We have already seen this on some streaming services. A prime example would be The Morning Show on Apple TV+ which stars Jennifer Aniston, Reese Witherspoon, and Steve Carell. With enough money behind these projects, actors may see the benefit of working in television over movies. It should not be a shock to see more actors mixing their big screen work with small screen projects.
Cinemas Will Mimic Home Viewing
There was a time when all of the electronic stores were trying to sell you a home entertainment center that mimicked a movie theater. Customers where buying bigger screens, surround sound systems, and even 3D technology. Some of these technologies aged poorly, but perhaps the cinemas themselves aged worst of all.
Moving forward, cinemas will try to compete with the at-home viewing experience. We already see theaters that have reclining seats and ample leg room, but cinemas may need to offer new deals to make viewing more convenient. This might mean forgoing profits to lower concession prices, or even allowing customers to bring their own snacks. Cinemas could offer a night pass, allowing customers to view multiple movies in a single evening. When restrictions are lifted, cinemas will make getting butts in seats their biggest priority.
Smaller Services Will Join the Action
With movies like Wonder Woman 1984 making an impact, other services will see the success of streaming-exclusive movies. They will try to leverage this as a form of marking, under the pretense that a month of streaming equals the cost of a movie ticket. Soon, we will see less common names getting in on the streaming wars.
If a service like Plex or Mubi can afford exclusive streaming right, they might view a big name film as a viable marketing strategy. The right movie will give platforms a big boost, and this could be the catalyst into widespread recognition.
The Box Office Won’t Be the Endpoint
Generally, the success of a movie is measured in box office profits. A “flop” would be a movie who earned less than its budget, especially when looking at domestic and international ticket sales. Even before the pandemic, we started to see streaming play a bigger role in the lifespan of movies and the ways they’re monetized.
Post-pandemic, movies that have cinematic releases will not view the theaters as the final opportunity for money. Instead, they will be advertising a streaming service as their final destination. The Marvel Universe can already do this with Disney+, but other movies will have a home-viewing destination predetermined. This will allow movies to make decent profits after they’ve left theaters. It will also be an opportunity for more marketing. If a theatric flop gets a prominent feature when it’s sent to streaming, that could be the second wind that makes the movie profitable.
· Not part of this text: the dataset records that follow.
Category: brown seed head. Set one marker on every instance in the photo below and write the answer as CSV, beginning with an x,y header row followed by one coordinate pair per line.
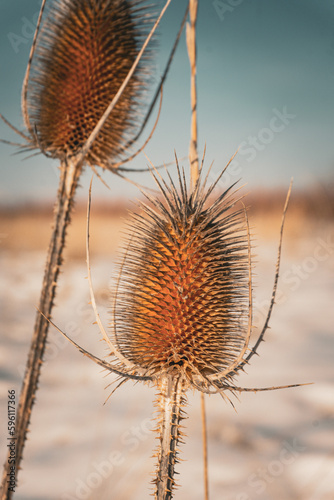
x,y
85,50
182,300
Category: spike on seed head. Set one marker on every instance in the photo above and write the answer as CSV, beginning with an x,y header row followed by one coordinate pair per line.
x,y
84,52
182,299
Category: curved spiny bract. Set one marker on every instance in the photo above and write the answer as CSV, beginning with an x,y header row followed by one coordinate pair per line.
x,y
83,53
182,295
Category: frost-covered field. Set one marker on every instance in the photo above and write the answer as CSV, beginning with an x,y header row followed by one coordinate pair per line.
x,y
276,445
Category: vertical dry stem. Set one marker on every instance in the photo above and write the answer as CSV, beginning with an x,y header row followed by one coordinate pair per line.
x,y
205,448
194,173
191,45
170,403
68,181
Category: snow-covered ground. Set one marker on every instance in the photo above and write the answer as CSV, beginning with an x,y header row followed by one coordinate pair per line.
x,y
276,445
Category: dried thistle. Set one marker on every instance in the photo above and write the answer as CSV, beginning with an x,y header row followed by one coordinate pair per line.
x,y
84,63
82,56
182,309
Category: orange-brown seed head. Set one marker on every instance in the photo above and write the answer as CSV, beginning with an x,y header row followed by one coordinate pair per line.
x,y
85,50
182,302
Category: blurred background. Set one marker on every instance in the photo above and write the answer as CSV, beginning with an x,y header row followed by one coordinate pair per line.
x,y
265,86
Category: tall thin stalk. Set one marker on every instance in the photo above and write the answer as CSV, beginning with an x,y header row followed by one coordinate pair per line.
x,y
43,107
192,53
170,402
69,175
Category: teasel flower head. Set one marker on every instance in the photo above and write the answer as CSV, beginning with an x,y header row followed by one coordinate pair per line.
x,y
83,53
182,304
182,297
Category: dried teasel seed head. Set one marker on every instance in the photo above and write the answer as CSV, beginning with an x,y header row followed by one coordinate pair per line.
x,y
182,293
84,52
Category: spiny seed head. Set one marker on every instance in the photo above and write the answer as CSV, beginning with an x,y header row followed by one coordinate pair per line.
x,y
84,52
182,295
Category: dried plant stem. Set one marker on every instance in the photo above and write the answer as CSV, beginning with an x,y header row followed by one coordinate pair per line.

Viewers Have More Power than Ever
During the pandemic, Hollywood feels the pressure to put out movies and view streaming as their best option. The closure of cinemas has lasted longer than anticipated. It’s hard to know when studios can fully release movies again and expect to earn profits.
Viewers are now learning to change their behaviors. Even if movies are available to view in the theaters, we’re setting the precedent that movies will eventually be available on streaming. Major cinemas like AMC are afraid they will not be able to regain profits if studios like Warner Bros. view streaming as equally important as cinematic releases. This is a sign the culture is changing, and movie watchers will not longer need to be moviegoers.
We can’t be sure what the future holds, but we can be sure that money is a motivator. If streaming proves it is not a viable solution, movie studios will keep the traditional model for theatric releases. However, this holiday season has proven that blockbuster movies are marketable on streaming services. HBO wants to put money into their endeavor, and if this makes enough money, it might slowly kill the box office.